CVE-2025-66306 is a security vulnerability classified as CWE-639 (Authorization Bypass Through User-Controlled Key) affecting the Grav CMS Admin Panel in versions prior to 1.8.0-beta.27. Grav is a file-based web platform used for content management. The vulnerability arises from an Insecure Direct Object Reference (IDOR) flaw, where low-privilege users can manipulate request parameters to access sensitive information belonging to other user accounts. Specifically, unauthorized users can retrieve admin email addresses and other metadata, which are not intended to be publicly accessible or viewable by non-privileged users. Although this flaw does not allow attackers to take over accounts directly or modify data, the exposure of sensitive metadata can facilitate secondary attacks such as phishing campaigns, credential stuffing, or social engineering. The vulnerability has a CVSS v3.1 base score of 4.3, indicating medium severity, with the vector indicating network attack vector, low attack complexity, requiring privileges but no user interaction, and limited confidentiality impact without affecting integrity or availability. The flaw was publicly disclosed on December 1, 2025, and fixed in Grav version 1.8.0-beta.27. No known exploits have been reported in the wild to date. The vulnerability affects all Grav CMS installations running versions older than 1.8.0-beta.27 that have the Admin Panel enabled and accessible to low-privilege users.

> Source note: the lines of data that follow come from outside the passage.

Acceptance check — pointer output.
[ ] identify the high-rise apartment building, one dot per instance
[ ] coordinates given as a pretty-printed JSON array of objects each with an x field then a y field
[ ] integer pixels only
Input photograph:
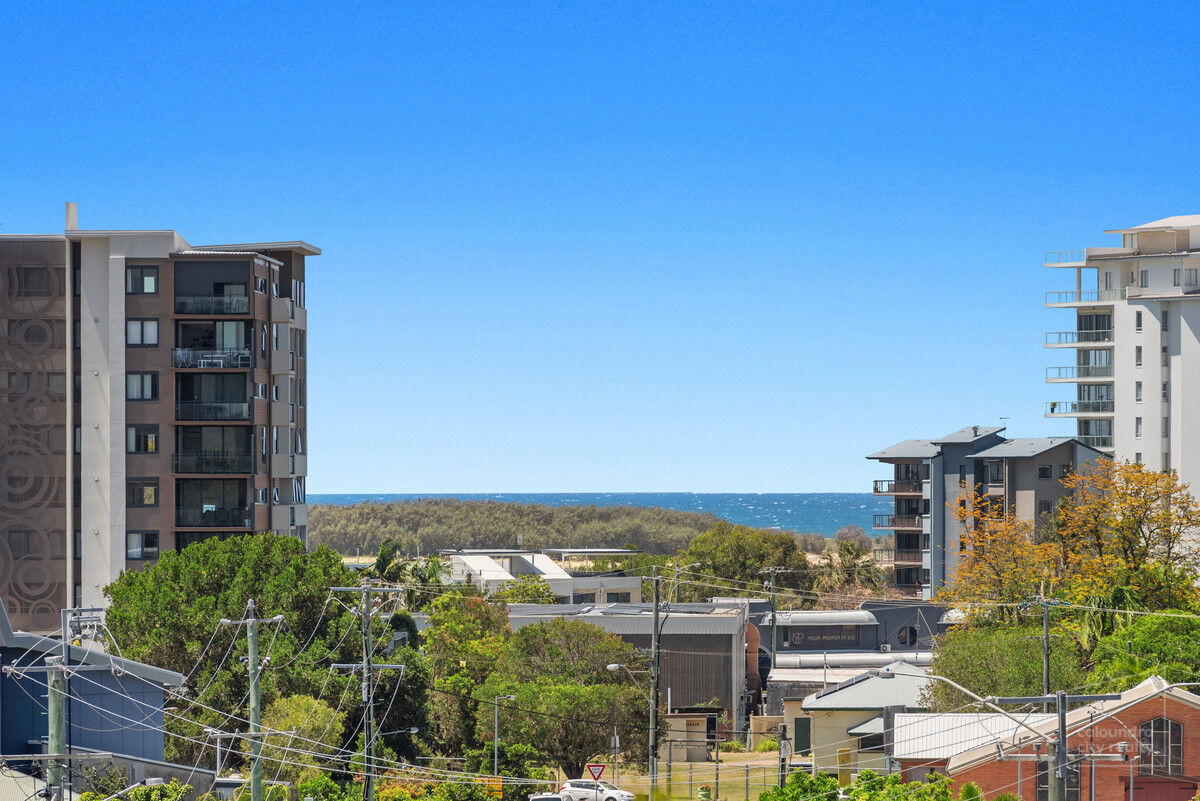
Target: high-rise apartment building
[
  {"x": 1020, "y": 475},
  {"x": 153, "y": 393},
  {"x": 1133, "y": 345}
]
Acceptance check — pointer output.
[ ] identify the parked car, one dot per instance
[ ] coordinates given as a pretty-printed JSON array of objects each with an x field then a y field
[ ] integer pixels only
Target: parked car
[{"x": 583, "y": 789}]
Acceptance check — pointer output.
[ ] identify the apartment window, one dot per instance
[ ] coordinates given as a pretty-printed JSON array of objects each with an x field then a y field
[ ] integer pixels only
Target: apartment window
[
  {"x": 142, "y": 386},
  {"x": 142, "y": 492},
  {"x": 142, "y": 333},
  {"x": 141, "y": 544},
  {"x": 141, "y": 281},
  {"x": 142, "y": 438}
]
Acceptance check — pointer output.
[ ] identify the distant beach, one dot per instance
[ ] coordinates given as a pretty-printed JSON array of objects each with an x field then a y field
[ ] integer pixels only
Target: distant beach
[{"x": 819, "y": 512}]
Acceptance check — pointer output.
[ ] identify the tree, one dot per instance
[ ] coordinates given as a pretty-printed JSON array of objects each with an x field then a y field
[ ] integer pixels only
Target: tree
[
  {"x": 1167, "y": 645},
  {"x": 527, "y": 589},
  {"x": 999, "y": 661},
  {"x": 735, "y": 555},
  {"x": 568, "y": 702},
  {"x": 317, "y": 736},
  {"x": 466, "y": 634}
]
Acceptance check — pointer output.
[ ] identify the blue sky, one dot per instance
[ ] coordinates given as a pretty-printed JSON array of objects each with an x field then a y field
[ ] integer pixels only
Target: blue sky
[{"x": 625, "y": 246}]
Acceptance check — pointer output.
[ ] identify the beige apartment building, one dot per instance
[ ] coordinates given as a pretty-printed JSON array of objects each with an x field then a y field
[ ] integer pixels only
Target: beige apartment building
[
  {"x": 1132, "y": 344},
  {"x": 154, "y": 393}
]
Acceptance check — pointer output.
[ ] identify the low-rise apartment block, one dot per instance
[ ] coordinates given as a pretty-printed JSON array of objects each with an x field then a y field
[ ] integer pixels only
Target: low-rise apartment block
[
  {"x": 154, "y": 393},
  {"x": 928, "y": 476}
]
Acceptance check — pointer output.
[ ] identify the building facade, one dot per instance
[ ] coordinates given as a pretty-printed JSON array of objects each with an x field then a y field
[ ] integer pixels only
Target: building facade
[
  {"x": 186, "y": 410},
  {"x": 1024, "y": 475},
  {"x": 1134, "y": 333}
]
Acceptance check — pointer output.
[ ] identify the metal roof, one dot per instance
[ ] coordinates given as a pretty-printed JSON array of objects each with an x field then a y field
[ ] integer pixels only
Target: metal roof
[
  {"x": 910, "y": 449},
  {"x": 871, "y": 691},
  {"x": 933, "y": 736}
]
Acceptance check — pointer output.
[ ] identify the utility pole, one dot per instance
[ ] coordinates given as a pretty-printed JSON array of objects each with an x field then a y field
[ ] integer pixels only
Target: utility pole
[
  {"x": 369, "y": 735},
  {"x": 654, "y": 691},
  {"x": 256, "y": 705}
]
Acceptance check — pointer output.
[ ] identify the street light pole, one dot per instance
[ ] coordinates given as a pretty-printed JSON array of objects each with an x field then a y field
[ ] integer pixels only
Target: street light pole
[{"x": 496, "y": 732}]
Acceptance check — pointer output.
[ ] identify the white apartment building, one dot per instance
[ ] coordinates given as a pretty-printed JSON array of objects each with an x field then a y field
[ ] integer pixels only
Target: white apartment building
[{"x": 1132, "y": 350}]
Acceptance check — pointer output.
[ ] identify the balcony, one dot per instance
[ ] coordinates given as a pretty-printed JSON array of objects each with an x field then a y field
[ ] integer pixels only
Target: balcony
[
  {"x": 1075, "y": 408},
  {"x": 213, "y": 462},
  {"x": 1065, "y": 258},
  {"x": 1084, "y": 297},
  {"x": 904, "y": 487},
  {"x": 1079, "y": 373},
  {"x": 213, "y": 305},
  {"x": 213, "y": 517},
  {"x": 897, "y": 522},
  {"x": 203, "y": 359},
  {"x": 1072, "y": 338},
  {"x": 211, "y": 410}
]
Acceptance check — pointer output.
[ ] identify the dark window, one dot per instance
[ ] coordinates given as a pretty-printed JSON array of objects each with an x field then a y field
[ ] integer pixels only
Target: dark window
[
  {"x": 142, "y": 492},
  {"x": 142, "y": 386},
  {"x": 142, "y": 438},
  {"x": 1161, "y": 740},
  {"x": 142, "y": 281}
]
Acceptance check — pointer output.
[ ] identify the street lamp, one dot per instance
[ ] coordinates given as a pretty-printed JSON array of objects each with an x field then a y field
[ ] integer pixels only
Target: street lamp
[{"x": 496, "y": 735}]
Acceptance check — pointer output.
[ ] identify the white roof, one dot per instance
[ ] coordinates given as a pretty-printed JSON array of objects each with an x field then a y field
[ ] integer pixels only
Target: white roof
[{"x": 934, "y": 736}]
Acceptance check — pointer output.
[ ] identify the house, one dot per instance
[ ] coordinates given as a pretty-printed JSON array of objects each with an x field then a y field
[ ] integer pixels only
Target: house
[
  {"x": 851, "y": 716},
  {"x": 1149, "y": 738}
]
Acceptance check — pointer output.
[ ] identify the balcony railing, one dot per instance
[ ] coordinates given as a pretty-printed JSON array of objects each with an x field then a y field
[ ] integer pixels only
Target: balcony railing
[
  {"x": 1093, "y": 440},
  {"x": 897, "y": 522},
  {"x": 211, "y": 410},
  {"x": 1079, "y": 371},
  {"x": 888, "y": 487},
  {"x": 213, "y": 517},
  {"x": 1079, "y": 408},
  {"x": 213, "y": 462},
  {"x": 1084, "y": 296},
  {"x": 1079, "y": 337},
  {"x": 203, "y": 357},
  {"x": 213, "y": 305}
]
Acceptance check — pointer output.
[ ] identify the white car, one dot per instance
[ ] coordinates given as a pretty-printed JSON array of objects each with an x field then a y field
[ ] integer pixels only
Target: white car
[{"x": 583, "y": 789}]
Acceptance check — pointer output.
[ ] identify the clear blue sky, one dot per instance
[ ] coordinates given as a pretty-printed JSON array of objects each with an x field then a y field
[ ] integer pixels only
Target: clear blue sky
[{"x": 625, "y": 246}]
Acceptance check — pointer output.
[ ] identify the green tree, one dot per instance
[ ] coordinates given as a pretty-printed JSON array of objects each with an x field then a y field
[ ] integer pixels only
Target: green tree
[
  {"x": 527, "y": 589},
  {"x": 999, "y": 662},
  {"x": 736, "y": 556},
  {"x": 466, "y": 634},
  {"x": 1162, "y": 645}
]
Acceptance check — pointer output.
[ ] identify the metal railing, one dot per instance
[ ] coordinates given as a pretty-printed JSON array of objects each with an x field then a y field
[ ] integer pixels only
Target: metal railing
[
  {"x": 1079, "y": 407},
  {"x": 1065, "y": 257},
  {"x": 211, "y": 410},
  {"x": 203, "y": 357},
  {"x": 888, "y": 487},
  {"x": 1079, "y": 337},
  {"x": 1079, "y": 371},
  {"x": 1084, "y": 296},
  {"x": 235, "y": 518},
  {"x": 213, "y": 462},
  {"x": 897, "y": 522},
  {"x": 213, "y": 305},
  {"x": 1093, "y": 440}
]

For European organizations using Grav CMS, this vulnerability primarily threatens the confidentiality of sensitive administrative metadata, such as email addresses. Exposure of such information can increase the risk of targeted phishing attacks, which are a common vector for initial compromise in many cyberattacks. Credential stuffing attacks may also be facilitated if attackers use leaked emails combined with password lists from other breaches. Social engineering risks rise as attackers gain insights into organizational structure and personnel. While the vulnerability does not allow direct account takeover or system compromise, the indirect risks can lead to significant security incidents if attackers leverage the exposed information effectively. Organizations in sectors with high phishing risks, such as finance, government, healthcare, and critical infrastructure, may face elevated threats. Additionally, the presence of low-privilege users with access to the Admin Panel increases the attack surface. The impact is thus moderate but can cascade into more severe breaches if combined with other vulnerabilities or weak security practices.

European organizations should immediately upgrade Grav CMS installations to version 1.8.0-beta.27 or later to remediate this vulnerability. If immediate patching is not feasible, restrict access to the Admin Panel to only trusted and fully authorized users, employing network segmentation and IP whitelisting where possible. Implement strict role-based access controls (RBAC) to ensure that low-privilege users cannot access sensitive metadata. Monitor access logs for unusual or unauthorized attempts to access user data. Employ multi-factor authentication (MFA) for all administrative accounts to reduce the risk of credential compromise. Conduct phishing awareness training for staff to mitigate risks from potential phishing attacks leveraging exposed email addresses. Regularly audit CMS configurations and user privileges to ensure compliance with the principle of least privilege. Finally, consider deploying web application firewalls (WAFs) with rules designed to detect and block suspicious parameter tampering attempts targeting the Admin Panel.